There was a lovely wee film about the RSPB’s work in the Flow Country on the One Show recently – the drone footage was amongst the best I’ve seen to get across its wide, boggy expanses, normally so difficult to capture. (It's available for another 25 days to view HERE, if you are interested)
I was lucky enough to spend two days in this fantastic landscape the other week. Unfortunately, the weather wasn’t in our favour being rather damp, misty and murky which was more to the midges liking than ours but the wildlife was still great and we got to see recent developments at our Forsinard Flows Reserve.
Tree removal and bog restoration continue (righting the wrongs of inappropriate afforestation in the 1970s and 1980s), research both into the importance of the bogs in locking up carbon and finding ways to reverse the declines of some of our rarest birds is well underway, education and community work flourishes, the award-winning Flows Lookout still delights and played host to a family of nesting swallows mercifully feeding their chicks beakfuls of midges.

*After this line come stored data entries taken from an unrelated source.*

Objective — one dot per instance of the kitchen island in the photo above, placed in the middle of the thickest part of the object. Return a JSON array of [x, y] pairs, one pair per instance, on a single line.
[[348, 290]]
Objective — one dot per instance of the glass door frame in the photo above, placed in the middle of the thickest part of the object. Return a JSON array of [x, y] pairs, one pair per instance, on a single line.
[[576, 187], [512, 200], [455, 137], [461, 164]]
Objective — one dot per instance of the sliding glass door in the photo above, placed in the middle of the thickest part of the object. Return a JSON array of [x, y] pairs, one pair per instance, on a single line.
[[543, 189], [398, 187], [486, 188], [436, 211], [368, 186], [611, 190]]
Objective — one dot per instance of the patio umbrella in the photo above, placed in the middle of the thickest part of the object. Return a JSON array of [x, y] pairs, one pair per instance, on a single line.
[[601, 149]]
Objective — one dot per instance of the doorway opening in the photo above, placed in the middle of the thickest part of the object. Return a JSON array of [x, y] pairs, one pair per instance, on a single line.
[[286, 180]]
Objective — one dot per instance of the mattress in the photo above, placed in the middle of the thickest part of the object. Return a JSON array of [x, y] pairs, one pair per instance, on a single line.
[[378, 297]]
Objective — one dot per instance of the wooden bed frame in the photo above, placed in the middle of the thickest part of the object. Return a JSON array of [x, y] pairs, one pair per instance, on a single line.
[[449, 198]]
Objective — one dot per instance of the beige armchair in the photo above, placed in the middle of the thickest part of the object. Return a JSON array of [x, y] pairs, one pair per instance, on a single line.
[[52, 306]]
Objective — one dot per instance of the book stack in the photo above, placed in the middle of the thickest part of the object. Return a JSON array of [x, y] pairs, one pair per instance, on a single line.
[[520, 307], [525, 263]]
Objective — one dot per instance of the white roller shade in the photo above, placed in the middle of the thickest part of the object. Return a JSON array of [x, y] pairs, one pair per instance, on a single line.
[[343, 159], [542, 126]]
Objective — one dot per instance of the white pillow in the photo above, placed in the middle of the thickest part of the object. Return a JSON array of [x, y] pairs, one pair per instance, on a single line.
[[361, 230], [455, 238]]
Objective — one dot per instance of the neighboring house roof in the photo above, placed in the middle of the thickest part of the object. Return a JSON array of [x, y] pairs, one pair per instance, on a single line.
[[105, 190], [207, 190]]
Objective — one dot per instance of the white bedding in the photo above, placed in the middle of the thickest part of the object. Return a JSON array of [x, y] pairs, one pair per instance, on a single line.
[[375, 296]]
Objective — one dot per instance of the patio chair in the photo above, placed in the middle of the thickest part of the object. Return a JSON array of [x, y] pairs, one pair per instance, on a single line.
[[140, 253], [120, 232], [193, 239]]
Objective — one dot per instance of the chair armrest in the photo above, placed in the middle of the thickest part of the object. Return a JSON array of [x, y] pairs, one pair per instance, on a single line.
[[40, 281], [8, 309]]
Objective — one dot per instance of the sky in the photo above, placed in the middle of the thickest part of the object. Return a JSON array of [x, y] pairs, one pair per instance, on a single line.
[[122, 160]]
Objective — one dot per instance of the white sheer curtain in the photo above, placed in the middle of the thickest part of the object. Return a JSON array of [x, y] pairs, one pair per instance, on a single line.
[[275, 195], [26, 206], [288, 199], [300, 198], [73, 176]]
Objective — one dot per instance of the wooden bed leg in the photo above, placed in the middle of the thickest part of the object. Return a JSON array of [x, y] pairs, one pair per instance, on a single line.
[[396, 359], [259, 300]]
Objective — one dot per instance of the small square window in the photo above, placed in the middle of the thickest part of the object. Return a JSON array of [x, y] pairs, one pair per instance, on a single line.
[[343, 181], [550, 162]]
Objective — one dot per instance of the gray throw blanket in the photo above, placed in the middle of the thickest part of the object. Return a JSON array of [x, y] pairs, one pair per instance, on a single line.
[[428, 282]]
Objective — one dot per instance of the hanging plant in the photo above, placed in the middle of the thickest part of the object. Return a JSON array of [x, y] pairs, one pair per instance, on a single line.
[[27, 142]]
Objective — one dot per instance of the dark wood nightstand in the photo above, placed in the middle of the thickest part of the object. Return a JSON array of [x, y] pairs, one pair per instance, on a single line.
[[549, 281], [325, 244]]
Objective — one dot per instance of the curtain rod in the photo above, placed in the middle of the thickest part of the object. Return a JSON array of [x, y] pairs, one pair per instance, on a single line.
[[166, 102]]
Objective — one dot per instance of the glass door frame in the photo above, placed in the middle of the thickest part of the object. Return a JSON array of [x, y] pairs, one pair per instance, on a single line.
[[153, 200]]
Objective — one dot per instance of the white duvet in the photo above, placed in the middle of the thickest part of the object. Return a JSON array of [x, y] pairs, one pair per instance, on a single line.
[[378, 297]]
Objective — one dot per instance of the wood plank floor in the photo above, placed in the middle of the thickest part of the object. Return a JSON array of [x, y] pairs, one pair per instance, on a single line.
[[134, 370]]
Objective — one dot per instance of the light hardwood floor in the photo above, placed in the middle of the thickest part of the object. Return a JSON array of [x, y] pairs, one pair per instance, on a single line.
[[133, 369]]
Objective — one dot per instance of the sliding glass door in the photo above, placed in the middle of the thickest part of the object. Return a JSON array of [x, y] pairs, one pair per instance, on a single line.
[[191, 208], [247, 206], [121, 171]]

But new since my previous visit was the Flows Field Centre, only opened in early August by Roseanna Cunningham, the Cabinet Secretary for the Environment, Climate Change and Land Reform.
Roseanna described it as a state-of-the-art centre and that is precisely what it is - an amazing building hosting accommodation for volunteers, labs for all that world-class research, an education room, drying facilities and office space for all the staff that are needed to manage and work in such a large and complex site. A world apart from the cramped quarters that had to serve as offices beforehand.
The Field Centre is one of the key outputs of the Flows to the Future Project run by a range of partners with the aims of delivering significant conservation work and bringing the importance of these peatlands to as wide an audience as possible both on site and virtually.
This is one of the most sparsely populated areas in Europe and accommodation has always been in short supply for any researchers, volunteers and educational groups who make the long trip north to see the Flows for themselves. But now the centre makes it more possible for these groups to stay locally and fully immerse themselves in that special Flows experience.